Auch in der Bevölkerung insgesamt macht sich zunehmend Unmut über pandemiebedingten Einschränkungen breit. Wie die „Oberösterreichischen Nachrichten“ (OÖN) berichten, ist einer aktuellen Umfrage des Instituts Market die Zustimmung zu den Maßnahmen von 90 Prozent vor etwa vier Wochen auf mittlerweile 79 Prozent gesunken.

Market-Umfrage: Sinkende Zustimmung zu Restriktionen

Von den 1.000 repräsentativ befragten Österreichern bezeichneten 21 Prozent die Maßnahmen als übertrieben – vor allem bei Unternehmern und Anhängern der Rechtsopposition sei diese Ansicht weit verbreitet. Insgesamt sind 88 Prozent der Befragten der Auffassung, in Österreich sei das Virus unter Kontrolle.

Leicht rückläufig seien auch die Zustimmungswerte zu Kanzler Kurz und Vizekanzler Kogler.
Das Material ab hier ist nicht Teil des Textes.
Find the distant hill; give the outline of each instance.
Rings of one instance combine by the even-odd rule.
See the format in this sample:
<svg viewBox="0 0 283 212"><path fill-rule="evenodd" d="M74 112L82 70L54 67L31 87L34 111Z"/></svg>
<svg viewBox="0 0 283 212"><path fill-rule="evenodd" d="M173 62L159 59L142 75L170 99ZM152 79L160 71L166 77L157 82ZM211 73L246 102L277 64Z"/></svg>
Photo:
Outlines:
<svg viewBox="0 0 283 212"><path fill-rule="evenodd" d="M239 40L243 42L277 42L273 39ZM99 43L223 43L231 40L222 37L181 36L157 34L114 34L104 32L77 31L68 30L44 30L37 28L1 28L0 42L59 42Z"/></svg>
Allerdings äußerten auch 63 Prozent der Befragten, sie hätten den schwedischen Weg zum Umgang mit der Krise nicht bevorzugt.

Gegenüber der Epoch Times spricht der österreichische Musiker und Produzent Flo Daxner von einer „gemachten“ Corona-Krise, die dazu beigetragen habe, „die gesamte Wirtschaft innerhalb eines Tages zu zerstören“. Lediglich die Lebensmittelhändler würden in dieser Situation profitieren. Daxner bedauerte, dass es noch zu wenig öffentlichen Druck gäbe, um die Regierung zum Einlenken zu bewegen.